When Nelson initially complained about the foreman's suspected drug use, Nelson also complained that the foreman created an unsafe work environment. In cases involving safety, we examine whether the employee's concerns were reasonable at the time of quitting. Haskins v. Choice Auto Rental, Inc., 558 N.W.2d 507, 511 (Minn.App. 1997). Even if the concerns are reasonable, an employee's failure to complain about the problematic conditions before quitting forecloses an award of benefits. Parnell v. River Bend Carriers, Inc., 484 N.W.2d 442, 445 (Minn.App. 1992).

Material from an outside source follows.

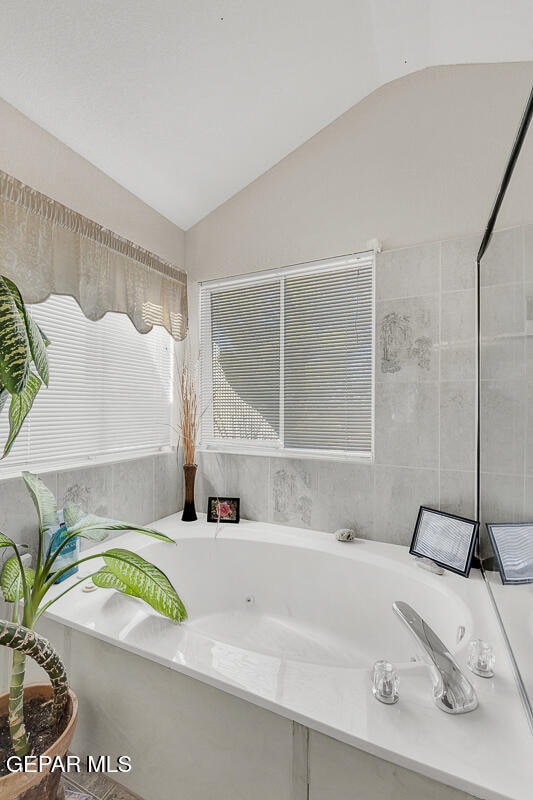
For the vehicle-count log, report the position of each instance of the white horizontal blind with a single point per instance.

At the time of the complaint, Nelson offered a generalized complaint about the resulting lack of safety. At the unemployment benefits hearing, Nelson stated for the first time that, on more than one occasion, the foreman had prematurely activated the press brake while Nelson's arms were in the machine's ram area. Despite opportunities to raise his concern about the foreman's operation of the press brake with the foreman's supervisor, Leaf Industries' safety committee, or through an anonymous tip box, Nelson failed to do so. Nelson testified that he never said anything because he considered the procedure "common practice." The commissioner's representative's determination that Leaf Industries adequately responded to Nelson's complaints about his foreman is supported by substantial evidence. During the observation period, the foreman's operation of the press brake was not observed to be unsafe. Moreover, correction of the unsafe condition, if it existed, was hindered by Nelson's failure to specify the nature of his safety concerns.

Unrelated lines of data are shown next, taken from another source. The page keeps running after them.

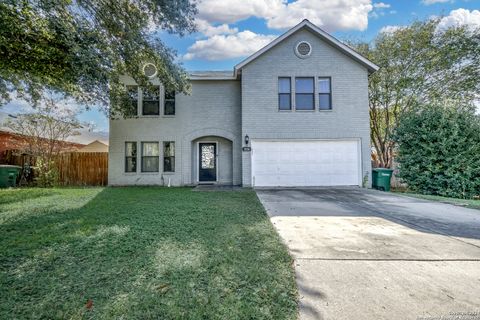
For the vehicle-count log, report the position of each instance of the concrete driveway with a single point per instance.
(365, 254)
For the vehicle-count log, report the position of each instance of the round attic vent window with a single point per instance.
(303, 49)
(150, 70)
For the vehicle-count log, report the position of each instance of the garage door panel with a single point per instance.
(305, 163)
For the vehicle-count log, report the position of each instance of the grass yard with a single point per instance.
(468, 203)
(141, 253)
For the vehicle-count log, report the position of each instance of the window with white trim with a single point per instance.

Finally, Nelson argues that the commissioner's representative erred in concluding that Nelson is not entitled to unemployment benefits because Nelson quit as a result of his reassignment to the night shift. Nelson does not contest the factual findings as to this cause for quitting. Thus, we review de novo whether the shift change constitutes a "good reason" to quit. Ress, 448 N.W.2d at 523. An adverse change in work schedule, which results in a breach of the employment agreement, is a good reason for quitting caused by the employer. Minn. Stat. § 268.095, subd. 3(c); Krantz v. Loxtercamp Transp., Inc., 410 N.W.2d 24, 26-27 (Minn.App. 1987); Baker v. Fanny Farmer Candy Shops No. 154, 394 N.W.2d 564, 566 (Minn.App. 1986). But the employee must first notify the employer that the change is unacceptable and give the employer an opportunity to correct the schedule. Minn. Stat. § 268.095, subd. 3(b); see, e.g., Krantz, 410 N.W.2d at 26-27 (finding good cause for quitting when truck driver quit after notifying employer he would only work the schedule promised to him when he was hired); Baker, 394 N.W.2d at 566 (finding salesperson, who was hired with the specific understanding that she would not have to work night shift, had good cause to quit when she was transferred to the night shift and complained to her supervisors).

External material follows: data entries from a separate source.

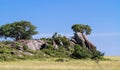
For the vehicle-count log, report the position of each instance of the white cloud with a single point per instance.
(110, 34)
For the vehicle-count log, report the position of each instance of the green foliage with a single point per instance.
(81, 52)
(18, 30)
(81, 28)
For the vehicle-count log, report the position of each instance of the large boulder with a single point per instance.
(33, 44)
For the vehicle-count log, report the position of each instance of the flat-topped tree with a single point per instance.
(18, 30)
(81, 31)
(82, 28)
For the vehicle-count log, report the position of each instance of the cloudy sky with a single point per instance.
(51, 16)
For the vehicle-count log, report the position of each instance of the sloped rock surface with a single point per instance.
(33, 44)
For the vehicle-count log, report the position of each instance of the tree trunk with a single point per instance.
(88, 43)
(83, 41)
(79, 38)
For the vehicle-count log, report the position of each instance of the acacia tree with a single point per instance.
(18, 30)
(81, 31)
(82, 28)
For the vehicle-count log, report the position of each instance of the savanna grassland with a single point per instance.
(69, 64)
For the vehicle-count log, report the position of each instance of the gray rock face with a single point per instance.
(79, 38)
(33, 44)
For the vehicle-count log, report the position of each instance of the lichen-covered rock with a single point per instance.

When Leaf Industries hired Nelson, he did not place specific limitations on the hours, shifts, or schedule that he agreed to work. Nelson also did not object when the company reassigned him to the day shift. Instead, he worked the day shift for approximately eight months. When Leaf Industries reassigned Nelson to the night shift, he was scheduled to resume the shift he originally agreed to work. But even if the shift change constituted a breach of the employment agreement, to be entitled to unemployment benefits, Nelson was obligated to raise his concerns with his employer before quitting. See Krantz, 410 N.W.2d at 26-27. Nelson did not raise his concerns at the employee meeting when Leaf Industries announced the shift change. After learning of Nelson's intentions to quit, Nelson's supervisor attempted to discuss Nelson's concerns, but Nelson refused. Moreover, Leaf Industries attempted to accommodate Nelson's shift preference by proposing to find another employee to switch shifts with Nelson. On these facts, we conclude that the commissioner's representative correctly determined that the change in Nelson's work schedule was not a good reason to quit.
Because our review of the record establishes that Nelson quit his employment without good cause attributable to his employer, the denial of unemployment benefits was proper.